1. Field of the Invention
This invention relates generally to wireless communication systems, and more particularly, to a method of implementing slip compensation for integer frequency offset correction in an OFDM-based wireless communication system.
2. Description of the Prior Art
Coding parameters associated with most wireless communication systems are generally modulated into a transmitted signal that assists with configuration of Customer Premise Equipment (CPE). The CPE modem has to perform integer frequency offset estimation and correction to receive data transmitted by the headend (HE). Orthogonal Frequency Division Modulation (OFDM) is a technique for providing fixed broadband wireless access (BWA) at high data rates to homes and small offices. The HE, using this technique, broadcasts a burst of data using OFDM. As shown in FIG. 1, an OFDM burst is constructed as follows: data symbols, zeros, and pilot/training symbols (total N symbols 110) are assembled in the frequency domain and the inverse FFT (IFFT) of the symbols 125 is output from the IFFT 120 to form a time domain representation of the symbols at 130. A cyclic prefix and postfix are usually added to the resulting time domain samples as shown at block 140. The cyclic prefix is simply the last v samples of the IFFT signal and the cyclic postfix is simply the first L samples of the IFFT signal. The cyclic prefix is appended to the beginning of the N time domain samples and the cyclic postfix is appended to the end of the N time domain samples, resulting in an OFDM burst size of N+v+L samples at 145. FIG. 1 illustrates the construction of an OFDM burst.

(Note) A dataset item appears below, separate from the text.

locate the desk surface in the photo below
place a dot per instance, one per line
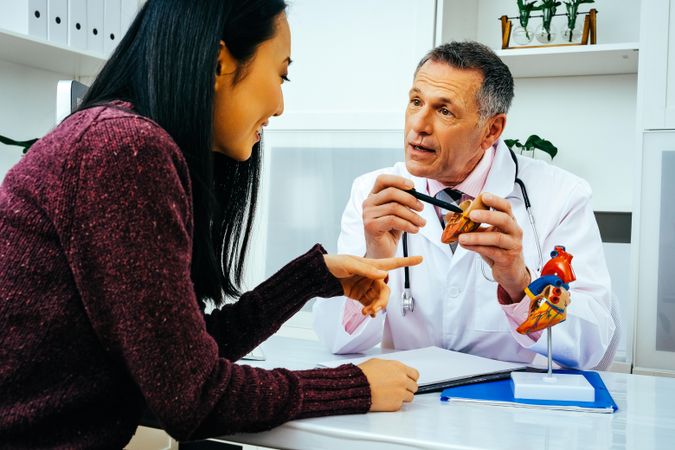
(645, 419)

The OFDM burst can then be upsampled, filtered, upconverted, and transmitted.
The OFDM receiver can have one or two antenna. The following discussion assumes a single receive antenna. Extension to a dual antenna system involves combining the antenna outputs appropriately and the following discussion can be easily be extended to a dual antenna system.
In order to receive the signal from the HE, the CPE modem first has to synchronize to the HE. This implies that the modem has to perform the following initial steps a) check to determine if it is receiving enough signal strength, b) acquire and track the OFDM burst boundaries for proper FFT operation, c) estimate and correct the frequency offset between its local oscillator and that of the HE, d) decode the coding parameter signaling (CPS) parameters transmitted on the training tones, and e) perform channel estimation, data demodulation, decoding (forward error correction, FEC) and medium access controller (MAC) synchronization.
The CPE modem correlates L samples of the received signal after demodulation and analog to digital conversion with L corresponding samples spaced apart by N samples in order to acquire and track the OFDM burst boundaries. The average energy of the 2L samples is then subtracted from the correlation to yield the burst timing metric. In the case of two antennas, the burst timing metric is computed for each of the antennas individually and then combined using any of the standard combining techniques such as equal gain, maximal ratio, etc. Due to the use of a cyclic post-fix, the resulting burst timing cost function (BTCF) has a minimum at the valid start of an OFDM burst boundary. A burst boundary/time tracking algorithm tracks the minimum of the BTCF and configures the hardware and the FFT 230 to start at a valid minimum. Thus, during tracking, the N samples 210 and 220 for the FFT 230 out of the N+v+L sample size burst can be grabbed a few samples earlier or later as compared to the previous burst. This results in what is called a slip such as seen in FIG. 2 at 215.
A slip results in a linear phase difference across the tones (after the FFT 230) between the current and the previous burst. This linear phase is normally taken care of by the channel estimation obtained using the pilot tones. This phase difference should however, be compensated for correct frequency offset estimation which occurs before the channel estimation and CPS decoding steps.
In OFDM-based communication systems, the training tones (i.e. pilot tones) are modulated with CPS data that denote the transmission parameters such as constellation size for data modulation, coding rate for the Reed-Solomon decoder and depth for the interleaver. One technique known to those skilled in the art of wireless communication systems and that has been proposed as a Broadband Wireless Interface Forum (BWIF) standard for broadband wireless interface technology is problematic since it did not consider any timing correction, or slip correction, that might be required when evaluating two consecutive data bursts. Such a timing correction is necessary if and when one data burst slips relative to a previous data burst as a result of variations in a wireless communication channel and/or drift in the CPE clock relative to the HE clock. The present inventors have discovered that known CPS decoding techniques most often fail to recover the foregoing CPS data in the absence of slip correction.
In most wireless communication systems, frequency correction is determined by evaluating a particular cost function. This cost function usually involves the product of several bursts and determining the index where the cost function is a minimum. This minimum location can then be related to the integer frequency offset. This optimization procedure however, often occurs without considering the timing correction required when the bursts slip relative to each other. In view of the foregoing, there is a need in the wireless communication art for a method for achieving slip compensation for integer frequency offset correction in an OFDM-based, wireless communication system.